Hahaha! These are great. Information but light hearted but enough to make a responsible pet owner think. Thanks for sharing!!
I had a random question spurred by this poster: I heard at some point in my life, that giving milk to cats was actually not good for them despite the movies and cartoons. I saw that up there for dogs and was wondering generally for cats if milk is or is not a good idea.
Dr. V says
A lot of cats are lactose intolerant, so they end up having diarrhea when they ingest dairy. Not all that different from people, really. Some digest it fine. But it’s not something I normally recommend (cat diarrhea is not fun!)
Thanks for the info!! Makes sense 🙂
Brian Bolton says
If a cat or dog is lactose intolerant, is it OK to give them Lactose free milk?
Dr. V says
It’s worth a shot! Since lactose is usually the problem factor in dairy they should be better able to tolerate it.
Sandra P says
This is good. Easy to read and easy to remember. I sure didn’t know about dogs and grapes although I don’t think I’ve ever fed a dog such fruit. I feed horses watermelon. They like it. Not very many people have heard of this so just checking if that’s okay too.
Wendy Gallimore says
Funny, though I don’t generally give scraps to my dogs, I do have one that thoroughly enjoys watermelon.
Mason Canyon says
Love the poster, very easy to read. I’ll definitely keep a copy handy. Just a thought – if onions and garlic are dangerous for dogs, wonder why name brand dog food companies still put them in their dog foods? Makes me rethink some of the dog food I’m buying.
Thoughts in Progress
Dr. V says
A good question and that comes up routinely, also with the avocado thing. Many of these foods have only certain parts that are toxic, and/or require a certain dose to be toxic. So view this as a conversation starter with your vet. The onion thing is controversial as we don’t really know if the toxic dose is cumulative or one time only, but many foods do contain small amounts.
Tabitha W says
It would be great to have one for cats too! I am always shocked by how many people don’t know that lilies are deadly. A plant one would be amazing!
Chintan Vora says
Hi Dr.V this is very usefull. I am sure its going to go viral very soon on facebook if its not already. I know i will be sharing it with my dog owner/lover friends. So if i give my dog milk and she does not get diarrhea does it mean she is ok with milk?
Dr. V says
If your dog tolerates it fine, I would consider it a sometimes treat. 🙂
I think some pets, just like some people, are lactose intolerant. My cat loves milk and cheese, ice cream and whipped cream. Although I severely limit above treats, she has never had any problems. The other cat has a very sensitive stomach. I wouldn’t even THINK of giving him anything other than cat kibble.
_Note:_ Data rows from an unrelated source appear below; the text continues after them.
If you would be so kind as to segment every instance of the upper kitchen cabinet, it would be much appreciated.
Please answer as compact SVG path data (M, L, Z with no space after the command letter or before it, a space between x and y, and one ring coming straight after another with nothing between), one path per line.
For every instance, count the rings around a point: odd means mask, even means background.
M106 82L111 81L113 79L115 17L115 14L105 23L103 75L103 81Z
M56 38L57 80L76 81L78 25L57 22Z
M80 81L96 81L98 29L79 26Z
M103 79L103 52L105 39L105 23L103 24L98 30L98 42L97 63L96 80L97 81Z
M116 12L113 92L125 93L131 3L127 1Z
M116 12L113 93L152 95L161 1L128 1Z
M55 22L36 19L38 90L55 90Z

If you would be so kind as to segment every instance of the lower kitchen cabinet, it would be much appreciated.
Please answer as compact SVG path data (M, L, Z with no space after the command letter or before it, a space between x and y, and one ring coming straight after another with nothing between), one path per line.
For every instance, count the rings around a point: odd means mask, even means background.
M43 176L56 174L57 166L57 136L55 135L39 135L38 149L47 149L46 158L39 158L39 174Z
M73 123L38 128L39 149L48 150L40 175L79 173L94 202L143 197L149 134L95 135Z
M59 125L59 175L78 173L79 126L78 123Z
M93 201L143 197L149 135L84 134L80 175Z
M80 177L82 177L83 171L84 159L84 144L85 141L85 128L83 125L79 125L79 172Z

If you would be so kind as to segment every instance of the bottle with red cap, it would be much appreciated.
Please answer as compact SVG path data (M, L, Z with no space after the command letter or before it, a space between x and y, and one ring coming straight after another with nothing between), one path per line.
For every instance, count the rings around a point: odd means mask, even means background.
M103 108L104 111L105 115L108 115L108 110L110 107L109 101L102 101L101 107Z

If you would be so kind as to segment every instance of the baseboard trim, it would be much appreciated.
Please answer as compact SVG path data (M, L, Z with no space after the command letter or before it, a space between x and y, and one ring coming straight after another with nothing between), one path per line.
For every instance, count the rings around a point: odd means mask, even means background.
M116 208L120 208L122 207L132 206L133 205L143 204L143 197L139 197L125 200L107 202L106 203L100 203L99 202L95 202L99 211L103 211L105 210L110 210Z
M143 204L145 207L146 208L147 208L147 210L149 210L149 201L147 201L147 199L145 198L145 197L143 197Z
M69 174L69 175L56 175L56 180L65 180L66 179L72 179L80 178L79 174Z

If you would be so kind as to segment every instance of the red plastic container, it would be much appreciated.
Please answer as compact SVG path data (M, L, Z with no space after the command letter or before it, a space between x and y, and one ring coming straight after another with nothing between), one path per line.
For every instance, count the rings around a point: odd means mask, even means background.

ASPCA hotline number is 4435 not 4436. Lily just put out a corrected graphic.
Dr. V says
Thanks for the heads up!
Helene Weatherfield says
Would it be okay to print multiples of the poster for our local humane society to give out? I agree that a poster for cats and also dangerous plants is a good idea.
Dr. V says
Hi heather, the Flickr link has all the info about what you can do with a Creative Commons license 🙂
+1 on a version for cats. As a dog owner, I shared this one, but several friends have asked about a cat version.
I also would like a cat one! My one cat will eat ANYTHING!